Computational annotation of typical apicomplexan proteins and biochemical studies of highly conserved plasmodium falciparum acyl CoA binding proteins

Abstract

The phylum Apicomplexa is an obligate parasitic clade of alveolate eukaryotes surviving within a wide range of animals from molluscs to mammals. The apicomplexan parasites include Plasmodium and Toxoplasma gondii, recently a number of apicomplexan parasites have been sequenced. But these apicomplexan genomes have a large number of hypothetical proteins. There was an alternate hypothesis that many apicomplexan proteins may not find orthologs in BLAST searches using standard BLOSUM matrices because of unusual amino acid composition. In my group, a novel series of substitution matrices was developed for P. falciparum in particular and for apicomplexan proteins in general to address this issue. In the present work, ApicoAlign (http://www.cdfd.org.in/apicoalign/) was developed to provide public access to this novel series of matrices. Using these parasite specific substitution matrices, some probable functions (kinase/protease) were predicted for 1374 hypothetical proteins of 15 apicomplexan parasites. A detailed study of these predicted kinases and proteases revealed the conservation of motifs and critical amino acid residues. There are few apicomplexan proteins like acyl CoA binding proteins (ACBPs) which are very well conserved across all the eukaryotes.
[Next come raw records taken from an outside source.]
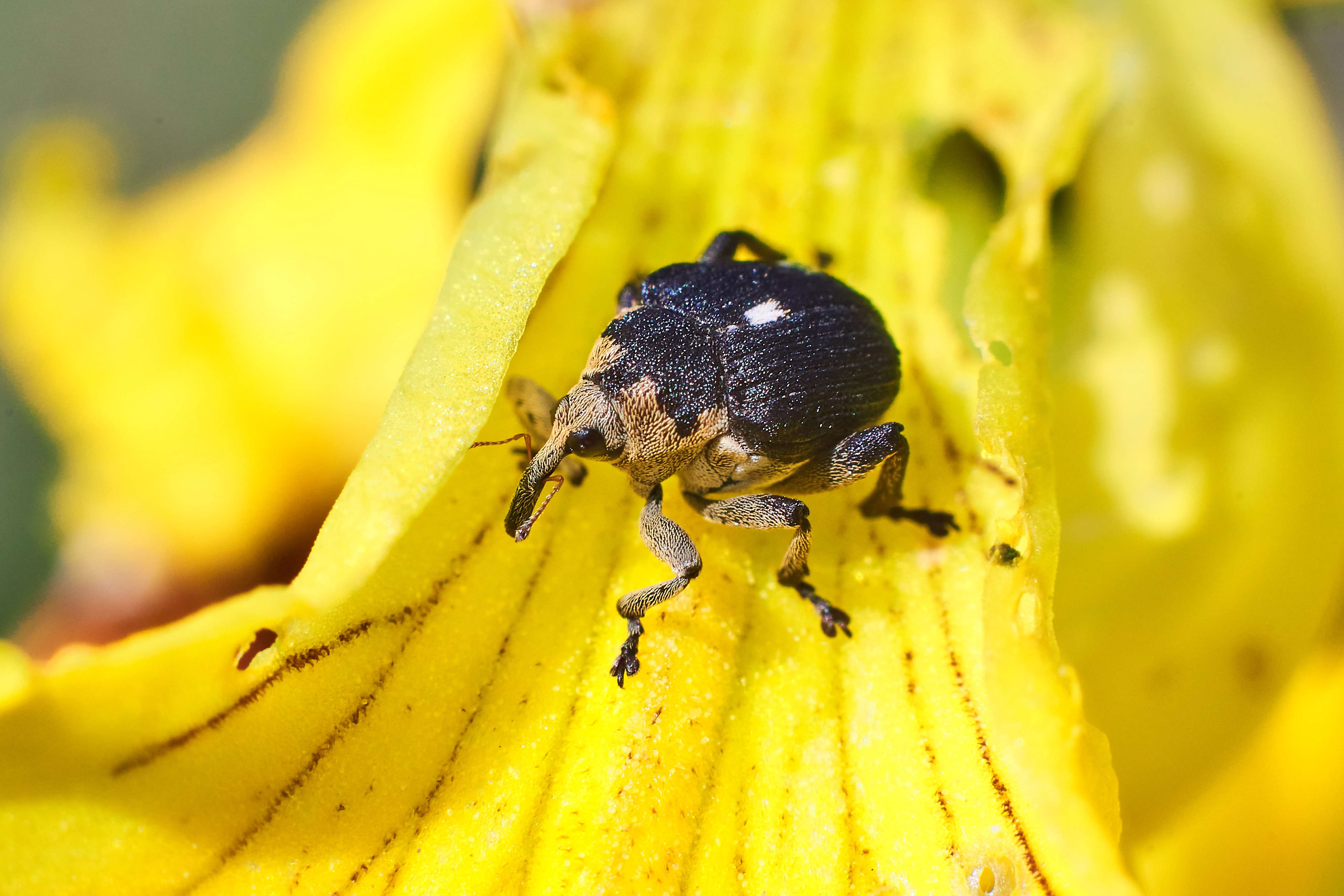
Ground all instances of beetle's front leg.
[611,485,700,688]
[685,492,849,638]
[504,376,587,485]
[777,423,958,537]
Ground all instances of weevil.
[473,230,957,686]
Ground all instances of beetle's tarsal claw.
[887,508,961,539]
[611,619,644,688]
[793,582,854,638]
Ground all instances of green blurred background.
[0,0,1344,634]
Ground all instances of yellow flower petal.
[1054,0,1344,844]
[1134,645,1344,896]
[0,0,508,588]
[16,0,1317,893]
[0,44,610,893]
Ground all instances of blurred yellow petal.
[1054,0,1344,844]
[1136,645,1344,896]
[0,0,509,637]
[0,35,610,893]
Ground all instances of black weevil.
[473,231,957,686]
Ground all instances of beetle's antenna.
[468,433,535,462]
[513,476,564,541]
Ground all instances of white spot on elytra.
[743,298,789,327]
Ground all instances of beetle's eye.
[564,427,606,457]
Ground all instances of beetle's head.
[504,380,625,541]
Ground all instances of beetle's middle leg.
[684,492,849,638]
[777,423,960,537]
[611,485,700,688]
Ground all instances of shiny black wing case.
[622,262,900,463]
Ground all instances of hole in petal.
[238,629,278,672]
[925,130,1007,346]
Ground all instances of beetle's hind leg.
[611,485,700,688]
[778,423,960,537]
[685,492,849,638]
[700,230,788,265]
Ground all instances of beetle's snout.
[551,381,625,462]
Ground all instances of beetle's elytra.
[477,231,957,685]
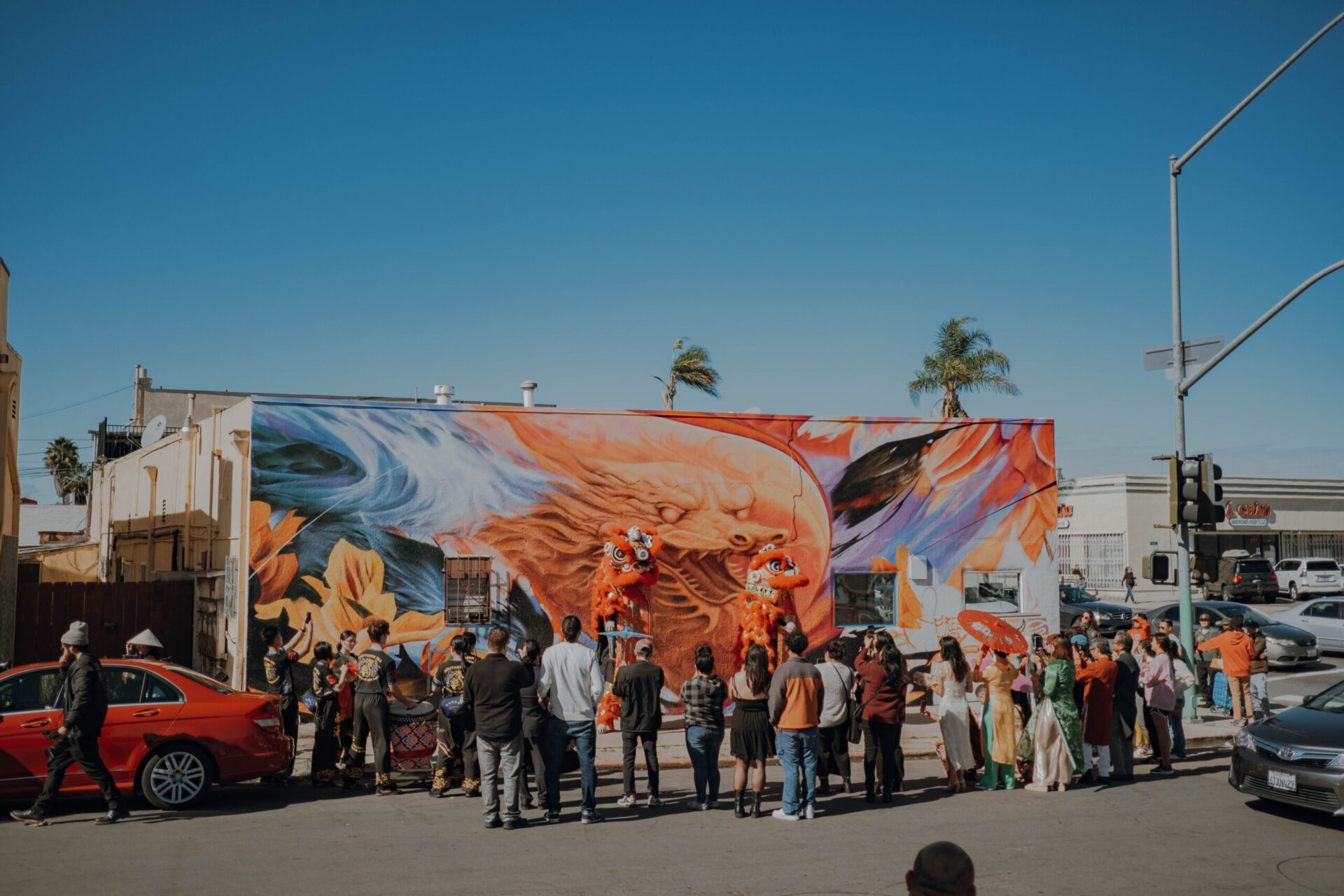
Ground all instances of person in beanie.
[9,622,130,825]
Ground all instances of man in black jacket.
[9,622,130,825]
[462,626,527,830]
[612,638,663,807]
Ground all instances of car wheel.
[140,744,214,810]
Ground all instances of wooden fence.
[13,582,196,666]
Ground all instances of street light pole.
[1168,12,1344,719]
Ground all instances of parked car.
[1274,557,1344,601]
[1274,598,1344,650]
[1148,601,1319,666]
[0,659,294,808]
[1210,551,1278,603]
[1059,583,1134,638]
[1227,681,1344,816]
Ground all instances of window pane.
[834,573,897,626]
[0,669,59,712]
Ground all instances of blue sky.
[0,0,1344,501]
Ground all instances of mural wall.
[248,399,1058,690]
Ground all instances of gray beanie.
[60,622,89,648]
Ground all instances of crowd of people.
[8,612,1268,829]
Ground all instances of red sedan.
[0,659,294,808]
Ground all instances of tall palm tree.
[653,339,723,411]
[42,435,88,504]
[910,317,1017,416]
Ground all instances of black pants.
[517,725,547,806]
[312,697,340,783]
[276,694,298,778]
[621,731,659,797]
[345,693,393,785]
[32,732,121,814]
[863,719,904,794]
[817,719,849,780]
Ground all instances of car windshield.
[1059,584,1097,603]
[168,666,237,693]
[1302,681,1344,716]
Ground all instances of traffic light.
[1144,554,1172,584]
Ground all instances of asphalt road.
[0,750,1344,896]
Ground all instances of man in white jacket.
[536,617,602,825]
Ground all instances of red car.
[0,659,294,808]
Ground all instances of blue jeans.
[546,719,596,813]
[685,725,723,804]
[774,728,821,816]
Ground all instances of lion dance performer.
[593,523,663,732]
[738,544,808,671]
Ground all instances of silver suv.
[1274,557,1344,601]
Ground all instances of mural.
[248,399,1058,692]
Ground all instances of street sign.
[1144,336,1223,371]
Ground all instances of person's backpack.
[1172,657,1195,693]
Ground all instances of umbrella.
[957,610,1027,653]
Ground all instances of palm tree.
[653,339,723,411]
[42,435,88,504]
[910,317,1017,416]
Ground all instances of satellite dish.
[140,414,168,447]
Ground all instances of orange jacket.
[1199,631,1255,678]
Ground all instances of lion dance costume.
[738,544,808,669]
[593,524,663,732]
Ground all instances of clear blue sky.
[0,0,1344,501]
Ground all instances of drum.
[388,703,438,771]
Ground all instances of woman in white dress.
[929,636,976,792]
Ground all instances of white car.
[1274,598,1344,650]
[1274,557,1344,601]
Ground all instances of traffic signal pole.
[1168,12,1344,718]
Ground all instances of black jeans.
[32,732,121,816]
[863,719,904,794]
[817,719,849,780]
[621,731,659,797]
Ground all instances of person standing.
[517,638,551,808]
[345,617,415,797]
[729,643,774,818]
[929,634,976,792]
[1246,621,1268,722]
[855,630,909,804]
[1199,615,1268,728]
[770,631,825,821]
[1140,634,1176,775]
[9,622,130,825]
[428,634,481,799]
[462,626,528,830]
[1074,638,1119,785]
[612,638,666,808]
[536,615,605,825]
[260,618,313,785]
[1110,631,1138,780]
[681,643,729,808]
[817,639,853,797]
[309,640,349,788]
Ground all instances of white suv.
[1274,557,1344,601]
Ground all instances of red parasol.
[957,610,1027,653]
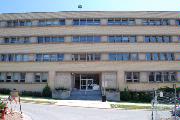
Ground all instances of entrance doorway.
[74,74,100,91]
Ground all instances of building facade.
[0,11,180,94]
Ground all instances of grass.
[110,104,172,110]
[111,104,151,110]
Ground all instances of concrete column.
[100,18,108,25]
[101,53,109,61]
[139,53,146,61]
[65,19,73,26]
[169,19,176,25]
[0,38,4,44]
[102,72,118,89]
[54,72,72,90]
[135,19,143,25]
[29,54,36,61]
[48,71,56,90]
[64,36,72,43]
[29,37,38,43]
[174,53,180,60]
[176,72,180,82]
[64,53,72,61]
[117,71,127,91]
[172,36,178,43]
[0,21,7,27]
[32,20,39,26]
[140,72,148,83]
[101,36,108,42]
[25,73,34,83]
[136,35,144,43]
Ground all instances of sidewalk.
[0,95,174,109]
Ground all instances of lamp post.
[173,83,177,120]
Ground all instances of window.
[72,36,101,43]
[163,36,171,43]
[116,54,123,61]
[143,19,169,26]
[122,36,129,43]
[36,54,43,61]
[58,54,64,61]
[73,19,100,25]
[145,36,150,43]
[109,53,116,61]
[38,19,65,27]
[7,20,32,27]
[13,73,20,82]
[50,54,57,61]
[38,37,44,43]
[20,73,26,82]
[123,53,129,61]
[108,18,135,25]
[130,53,138,61]
[0,72,6,82]
[149,71,176,82]
[45,37,51,43]
[51,37,64,43]
[15,55,22,62]
[146,53,152,61]
[160,53,166,60]
[176,20,180,25]
[34,73,41,82]
[108,36,116,43]
[6,73,13,82]
[73,19,79,25]
[150,36,156,43]
[156,36,163,43]
[43,54,50,61]
[156,72,163,82]
[129,36,136,43]
[41,73,48,82]
[149,72,155,82]
[125,72,139,82]
[152,53,159,61]
[72,53,101,61]
[126,72,132,82]
[166,53,174,61]
[80,54,86,61]
[23,55,29,62]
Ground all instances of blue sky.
[0,0,180,13]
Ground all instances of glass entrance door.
[80,79,93,90]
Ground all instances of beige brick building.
[0,11,180,95]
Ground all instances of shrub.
[21,91,42,97]
[120,89,153,103]
[55,87,69,91]
[42,85,52,97]
[0,88,11,95]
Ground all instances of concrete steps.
[69,90,101,100]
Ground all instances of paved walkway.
[0,95,173,109]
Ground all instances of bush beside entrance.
[120,89,153,103]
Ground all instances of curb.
[22,113,32,120]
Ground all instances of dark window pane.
[109,53,116,61]
[146,53,152,61]
[152,53,159,61]
[73,19,79,25]
[38,37,44,43]
[72,36,80,42]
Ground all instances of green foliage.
[55,87,69,91]
[0,101,6,110]
[21,91,42,97]
[158,86,174,92]
[42,85,52,97]
[120,88,153,103]
[0,88,11,95]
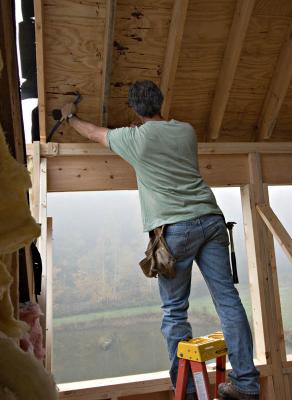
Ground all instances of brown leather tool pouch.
[139,225,176,278]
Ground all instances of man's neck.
[141,114,164,124]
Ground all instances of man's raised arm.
[62,103,108,147]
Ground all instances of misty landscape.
[48,187,292,382]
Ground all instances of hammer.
[47,92,81,143]
[226,222,239,283]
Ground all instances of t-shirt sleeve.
[107,127,139,165]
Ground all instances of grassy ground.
[54,288,292,330]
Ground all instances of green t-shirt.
[107,119,222,232]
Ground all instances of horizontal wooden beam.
[256,204,292,261]
[42,154,292,192]
[26,142,292,157]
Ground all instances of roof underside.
[36,0,292,142]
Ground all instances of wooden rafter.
[100,0,117,126]
[257,204,292,261]
[34,0,47,143]
[258,24,292,140]
[160,0,189,119]
[208,0,255,140]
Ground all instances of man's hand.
[61,103,76,120]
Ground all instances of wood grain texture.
[262,154,292,185]
[0,0,25,164]
[48,156,137,192]
[241,153,288,400]
[258,22,292,140]
[208,0,255,140]
[99,0,117,126]
[44,0,105,142]
[108,0,173,127]
[160,0,189,119]
[26,142,292,156]
[220,16,289,141]
[34,0,47,143]
[256,204,292,261]
[170,0,236,141]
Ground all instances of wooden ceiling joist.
[160,0,189,119]
[258,24,292,140]
[34,0,47,143]
[100,0,117,126]
[208,0,255,140]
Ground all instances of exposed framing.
[242,153,286,399]
[207,0,255,140]
[258,24,292,140]
[256,204,292,261]
[100,0,117,126]
[28,143,292,400]
[160,0,189,119]
[27,143,292,192]
[34,0,47,143]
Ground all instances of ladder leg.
[191,361,211,400]
[174,358,189,400]
[215,355,226,398]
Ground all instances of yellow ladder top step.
[177,331,227,362]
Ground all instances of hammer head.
[226,222,236,230]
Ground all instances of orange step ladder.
[175,331,227,400]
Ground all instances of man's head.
[128,81,163,118]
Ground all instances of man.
[62,81,259,400]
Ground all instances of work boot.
[218,382,260,400]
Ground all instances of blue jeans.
[159,215,259,394]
This very high level of sequence conservation of ACBPs occurs despite the fact that most of the P. falciparum proteins have diverged from their eukaryotic orthologs. This fact was interesting to further study these proteins and my initial hypothesis was that these proteins either should have multiple roles/functions and/or be very crucial for P. falciparum. In order to further study these proteins, all the four P. falciparum ACBPs were successfully cloned, expressed and purified and characterized using isoelectric focusing, fluorescence quenching and isothermal titration calorimetry. It was also demonstrated that Pf ACBPs can bind to RBC ghosts by flow cytometry and to various lipids using protein lipid overlay assay.